POSTN plays a functional role in the regeneration of tissues such as bone and heart, promotes wound healing and is frequently up‐regulated in various types of human cancers and is implicated in cancer cell proliferation, invasion, and metastasis.31, 32 However, whether POSTN is associated with the effect of BMMSC on HNC had not yet been previously addressed. In this study, we found that MSC‐CM could promote the expression of POSTN possibly because BMMSC could secrete many kinds of cytokines into MSC‐CM such as interleukin‐6 (IL‐6), interleukin‐10 (IL‐10), vascular endothelial growth factor (VEGF), transforming growth factor beta (TGF‐β) etc. which promoted POSTN expression in HNC.33, 34, 35 The current study also showed that the POSTN‐activated PI3K/Akt/mTOR pathway played important roles on the effect of BMMSC on HNC cells. Moreover, BMMSC promoted tumor growth, invasion, formation of metastatic lesions and promoted the expression of POSTN and EMT in tumor tissues in the mouse model of HNC. The positive correlation between the expression of POSTN and EMT in the development of HNC was also further confirmed in HNC clinical samples.

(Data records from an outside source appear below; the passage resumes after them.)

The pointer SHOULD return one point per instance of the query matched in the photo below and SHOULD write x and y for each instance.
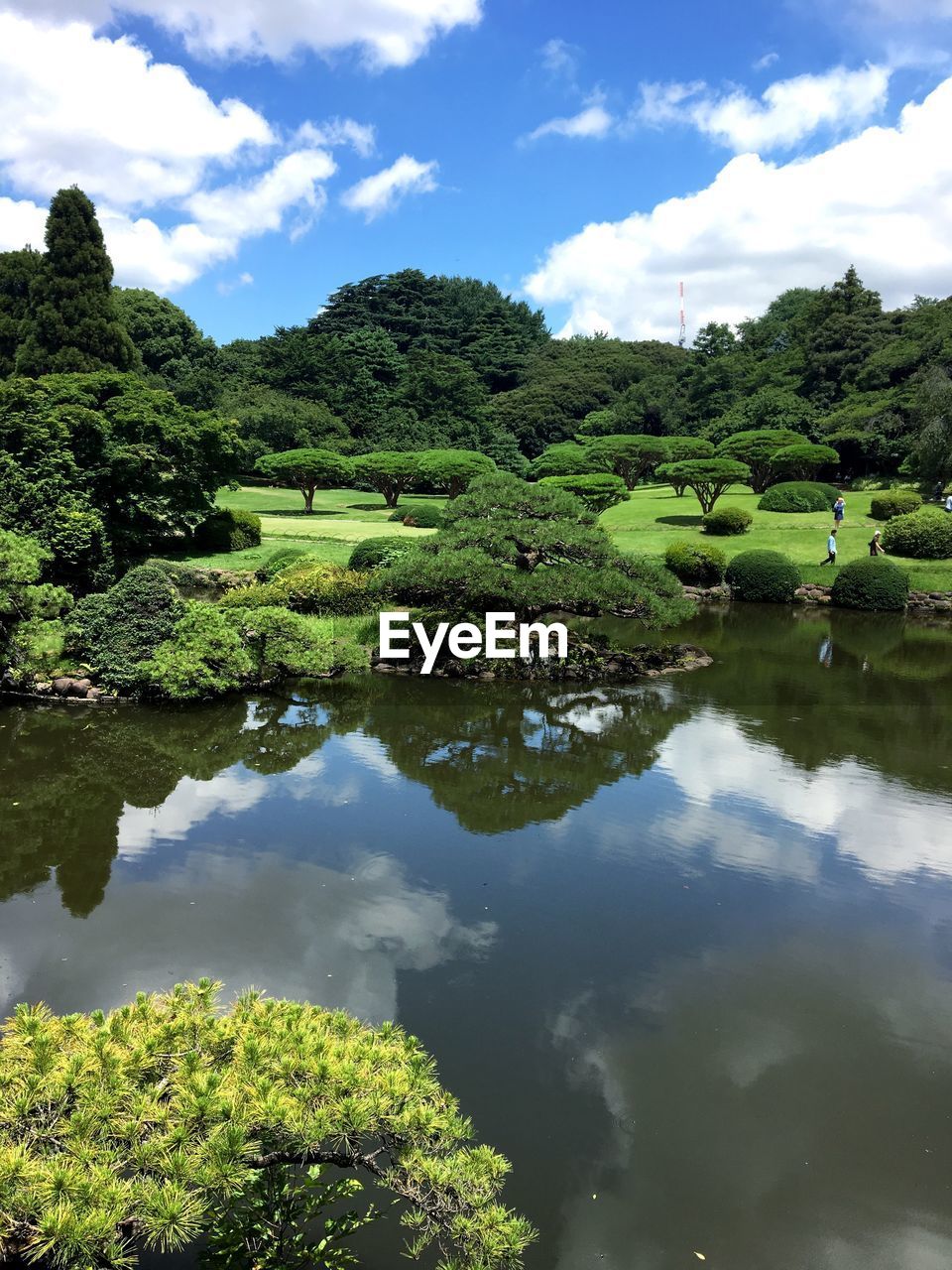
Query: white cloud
(592, 121)
(102, 114)
(180, 181)
(390, 32)
(385, 190)
(787, 112)
(881, 199)
(227, 286)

In conclusion, our work showed the relationship between BMMSC and HNC. We showed that BMMSC promoted proliferation, invasion, survival, tumorigenicity and migration of HNC through POSTN‐mediated PI3K/Akt/mTOR activation. Further exploration of relative proteins and pathways will help to fully elucidate the tumorigenic effect of BMMSC in HNC.

CONFLICTS OF INTEREST

Authors declare no conflicts of interest for this article.